A report from the Hamilton Project -- The Polarization of Job Opportunities in the U.S. Labor Market -- makes the following points:
• Employment growth is polarizing, with job opportunities concentrated in relatively high-skill, high-wage jobs and low-skill, low-wage jobs.
• This employment polarization is widespread across industrialized economies; it is not a uniquely American phenomenon.
• The key contributors to job polarization are the automation of routine work and, to a smaller extent, the international integration of labor markets through trade and, more recently, offshoring.
• The Great Recession has quantitatively but not qualitatively changed the trend toward employment polarization in the U.S. labor market. Employment losses during the recession have been far more severe in middle-skilled white- and blue-collar jobs than in either high-skill, white-collar jobs or in low-skill service occupations.
• As is well known, the earnings of college-educated workers relative to high school-educated workers have risen steadily for almost three decades.
• Less widely discussed is that the rise in the relative earnings of college graduates are due both to rising real earnings for college workers and falling real earnings for noncollege workers--particularly noncollege males.

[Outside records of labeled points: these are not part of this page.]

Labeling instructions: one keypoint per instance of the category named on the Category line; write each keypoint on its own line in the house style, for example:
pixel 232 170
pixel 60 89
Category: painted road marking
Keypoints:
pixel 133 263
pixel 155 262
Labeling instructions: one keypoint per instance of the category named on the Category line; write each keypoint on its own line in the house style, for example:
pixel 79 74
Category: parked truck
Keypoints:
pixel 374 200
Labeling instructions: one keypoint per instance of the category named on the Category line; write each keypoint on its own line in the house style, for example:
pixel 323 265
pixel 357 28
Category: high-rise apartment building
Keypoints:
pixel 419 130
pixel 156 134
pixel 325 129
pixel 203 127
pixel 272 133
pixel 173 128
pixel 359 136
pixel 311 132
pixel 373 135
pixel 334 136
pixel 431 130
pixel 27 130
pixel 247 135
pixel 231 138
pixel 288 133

• Gains in educational attainment have not generally kept pace with rising educational returns, particularly for males. And the slowing pace of educational attainment has contributed to the rising college versus high school earnings gap.

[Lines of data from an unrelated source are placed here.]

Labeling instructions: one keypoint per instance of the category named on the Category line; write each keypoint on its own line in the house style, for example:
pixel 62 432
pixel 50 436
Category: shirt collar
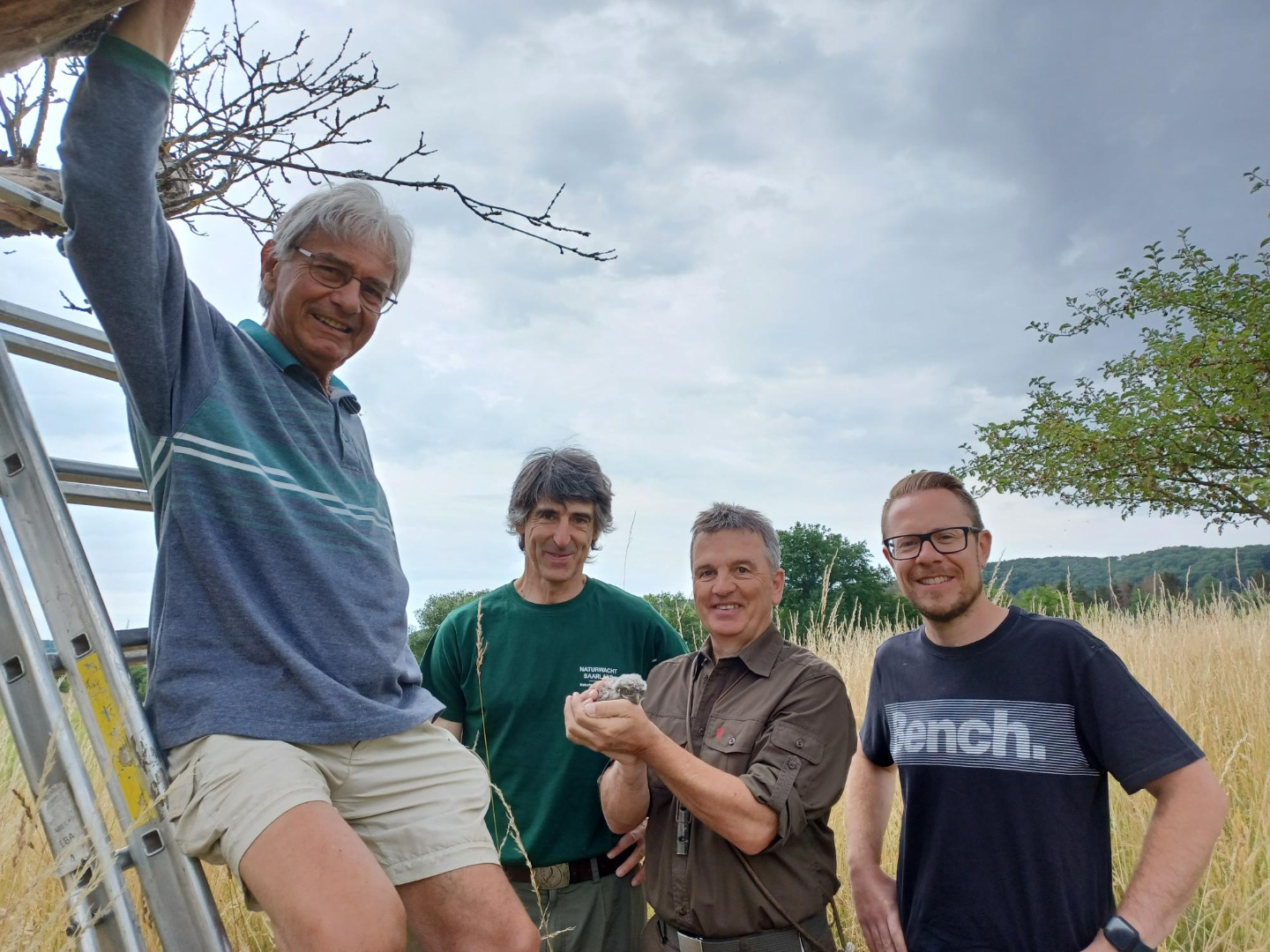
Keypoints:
pixel 285 361
pixel 759 655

Both the skills/education gap and the polarization of wages are serious problems facing the I-Cubed Economy. In my view, they will not be solved through our conventional educational and labor market policies. Those policies continues to be geared toward the labor markets of the industrial age. For example, we provide government support for unemployment insurance and re-training once people lose their jobs. But we have few programs to upgrade workers' skills and keep them competitive so they don't lose their jobs in the first place. That is way I've been advocating a knowledge tax credit.
The knowledge tax credit is just one example of how we need to change our thinking on public policy. I am sure that others can come up with dozens of other ideas. As these two reports indicate, however, we need to do this re-thinking now. Otherwise, the problems will simply continue to grow.